As for the dentoalveolar changes, a contribution to overjet correction in the bionator group was provided by both proclination of the lower incisors and retroclination of the upper incisors in the short term, thus confirming the findings of Illing et al.8 However, most of these differential changes in dental inclination diminished at the long-term observation. The comparison on the overall observation period showed only a slight residual palatal inclination of the upper incisors in the treated group (about 1.5 degrees more than in untreated controls). All in all, therefore, long-term dentoalveolar changes associated with bionator therapy followed by fixed appliances can be considered very modest. It should be noted in this regard that the bionator used in the current study was constructed without coverage of the lower incisors.
Outcomes of the study indicate that bionator therapy is able to significantly alter the sagittal position of both the maxillary and mandibular soft tissue profile components. During the overall observation period, extending from an average age of 10 years to almost 19 years, functional jaw orthopedics with the bionator followed by fixed appliances produced 2 mm to 2.5 mm favorable changes in both soft tissue components, with a restraining effect on soft tissue A- point and a protrusive effective on Pg′. In this regard, the systematic review by Flores-Mir and Major2 reported contradictory findings for the anteroposterior changes in the maxillary and mandibular soft tissue profile short-term.

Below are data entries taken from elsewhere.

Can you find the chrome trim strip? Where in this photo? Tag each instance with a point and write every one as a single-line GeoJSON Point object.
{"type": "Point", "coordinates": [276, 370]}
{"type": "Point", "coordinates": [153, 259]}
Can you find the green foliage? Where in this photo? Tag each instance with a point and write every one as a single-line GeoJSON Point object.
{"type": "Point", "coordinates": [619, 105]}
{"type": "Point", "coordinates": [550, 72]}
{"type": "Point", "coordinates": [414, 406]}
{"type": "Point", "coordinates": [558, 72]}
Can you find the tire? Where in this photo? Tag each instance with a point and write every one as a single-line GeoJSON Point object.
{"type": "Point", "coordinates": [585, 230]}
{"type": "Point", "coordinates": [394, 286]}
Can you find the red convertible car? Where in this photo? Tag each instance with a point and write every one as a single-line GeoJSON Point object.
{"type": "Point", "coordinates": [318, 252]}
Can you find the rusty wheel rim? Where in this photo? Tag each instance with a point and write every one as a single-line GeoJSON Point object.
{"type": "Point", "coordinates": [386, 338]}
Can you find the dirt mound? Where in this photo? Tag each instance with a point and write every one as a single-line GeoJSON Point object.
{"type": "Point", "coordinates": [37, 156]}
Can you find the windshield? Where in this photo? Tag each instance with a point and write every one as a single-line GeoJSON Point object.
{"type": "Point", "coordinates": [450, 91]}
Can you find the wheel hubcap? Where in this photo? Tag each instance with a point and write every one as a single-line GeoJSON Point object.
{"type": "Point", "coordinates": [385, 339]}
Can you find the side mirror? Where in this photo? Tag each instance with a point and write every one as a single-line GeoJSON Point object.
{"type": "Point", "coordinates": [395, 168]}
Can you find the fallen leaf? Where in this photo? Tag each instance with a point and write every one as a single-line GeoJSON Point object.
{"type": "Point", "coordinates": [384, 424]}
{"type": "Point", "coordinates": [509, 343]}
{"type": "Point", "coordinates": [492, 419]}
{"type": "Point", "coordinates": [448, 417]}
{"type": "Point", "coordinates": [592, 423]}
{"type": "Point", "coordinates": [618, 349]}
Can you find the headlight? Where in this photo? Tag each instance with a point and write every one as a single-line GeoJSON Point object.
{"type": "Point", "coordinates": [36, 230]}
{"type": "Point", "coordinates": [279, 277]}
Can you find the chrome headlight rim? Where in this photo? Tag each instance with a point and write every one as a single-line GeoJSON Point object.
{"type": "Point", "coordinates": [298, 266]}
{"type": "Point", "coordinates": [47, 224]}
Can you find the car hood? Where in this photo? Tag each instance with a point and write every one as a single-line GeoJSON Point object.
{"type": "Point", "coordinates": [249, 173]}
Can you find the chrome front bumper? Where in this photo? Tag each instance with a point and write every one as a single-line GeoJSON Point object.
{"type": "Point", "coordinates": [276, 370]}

The results of the present study pertaining to soft tissues should be interpreted further in the light of recent data from a clinical trial that identified in a retrusive chin one of the discriminant pretreatment features of those Class II subjects who are ideal candidates for functional jaw orthopedics.13 In that clinical trial, the differential effect between functional appliance therapy and headgear therapy on the advancement of Pg′ was about 2.5 mm, the same amount of favorable change elicited by bionator therapy over untreated controls in the present study. The significant short- and long-term modification of the mentolabial fold and closure of the angle between the lower lip and the chin were direct consequences of the advancement of Pg′ in the treated subjects. No significant change could be assessed in the sagittal position of the lips. Nonetheless, in the bionator group the upper lip showed a tendency for a more retruded position (that reached statistical significance in the short term), while the lower lip became more protruded. It should be remembered that the position of the lips is influenced not only by the underlying skeletal changes, but also by concurrent modifications in the inclination of the teeth.
CONCLUSIONS
The bionator appliance, over a long-term period, did not induce a restraining effect on the maxilla, while it produced a significant enhancing effect on mandibular length (3.3 mm more than untreated Class II controls).
The bionator improved significantly the overjet and the molar relationship, with a significant reduction of the overbite associated with an increase in LAFH.
The soft tissue profile was favorably altered by bionator therapy in the long term: the chin was advanced 2.5 mm more than that of untreated controls.